Everyone has their staples for Halloween watching, like John Carpenter’s “Halloween” and “Nightmare Before Christmas.” But be forewarned, gentle reader, because your master of Scarimonies (God, I sound like the Crypt Keeper), Dukey Flyswatter, will suggest some gems and themes that may have flown drastically under your radar, like a schizophrenic Vampire Bat. Week three we focus on drive-in gems and Just plain weirdness.
The Boogens (1981)
Director: James L. Conway. Stars: Jeff Harlan, Rebecca Balding, Mark Kinner, Jessica Ford.
Even at its debut, “The Boogens” had a nostalgic vibe built solidly on the bones of 50’s monster flicks. The film was evocative of warm summer nights at the drive-in with the sound of chirping crickets, the smell of take-out chicken and a six pack or two to share with your date (or whomever piled in the car with you).
Two wise cracking, sex-obsessed pals are aiding in the re-opening of a silver mine that has been closed since 1912, when a series of mysteries deaths forced it shut down, and the towns folk to shut up. Only one miner survived, and he spent the rest of his days in an asylum.

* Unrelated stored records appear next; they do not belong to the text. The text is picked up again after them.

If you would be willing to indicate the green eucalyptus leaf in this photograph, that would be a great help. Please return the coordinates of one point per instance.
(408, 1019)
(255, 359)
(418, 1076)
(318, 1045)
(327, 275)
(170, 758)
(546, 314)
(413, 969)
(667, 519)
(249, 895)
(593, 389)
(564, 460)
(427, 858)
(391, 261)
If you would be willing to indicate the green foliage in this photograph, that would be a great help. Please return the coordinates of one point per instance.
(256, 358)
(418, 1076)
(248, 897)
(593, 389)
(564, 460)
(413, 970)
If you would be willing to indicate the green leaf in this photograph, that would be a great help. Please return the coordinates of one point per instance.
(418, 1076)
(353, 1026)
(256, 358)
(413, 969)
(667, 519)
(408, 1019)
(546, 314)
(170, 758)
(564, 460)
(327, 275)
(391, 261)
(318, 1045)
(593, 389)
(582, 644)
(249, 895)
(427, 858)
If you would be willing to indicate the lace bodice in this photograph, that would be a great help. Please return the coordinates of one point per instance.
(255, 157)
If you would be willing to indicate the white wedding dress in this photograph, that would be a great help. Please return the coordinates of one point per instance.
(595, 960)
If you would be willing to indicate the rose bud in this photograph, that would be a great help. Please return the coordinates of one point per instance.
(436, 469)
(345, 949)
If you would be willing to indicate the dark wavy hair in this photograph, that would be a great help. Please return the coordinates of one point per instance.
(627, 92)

Into the scene come two girlfriends, one of whom is dating a novice miner. The other is just helping her move into a log cabin, and perhaps can be a blind date for the other twenty-something miner. While blasting with dynamite to uncover the damage of a cave, the supervisors of the mine project discover a tunnel that is not on the map. It leads to an underground grotto, and where that ends no one knows. A creepy old codger begins to hang around, but to what purpose?
From here on it’s a predictable but enjoyable creature feature as the unseen critters from the mine travel through tunnels under the city and eventually under the cabin where our characters (belt notches for the monsters) reside. The critters drag the people into floor heater vents and basements with extendable arms with sickle-like hooks at the end. When the monsters do appear in the last fifteen minutes, it’s up to you to decide the scare factor: scary, scary for kids, or pretty goofy-looking.
Despite the casual nudity, silly sex talk and prerequisite gore, “The Boogens” has a good nature to it. It’s never crass, and the characters may be a notch above stereotypes, but they are quite likable. The script by Thomas C. Chapman and Bob gets us from A to B at a moderate pace, and then ups the ante in the last act interjecting some good scares along with the surprisingly wholesome fun. Perhaps the most surprising element comes from the inclusion of a totally obnoxious toy poodle named Tiger. His trainers deserve big praise because this pup displays dozens of tricks you don’t normally see in a vehicle of this ilk.
“The Boogens” can be bought on Blu Ray and one or two streaming sites.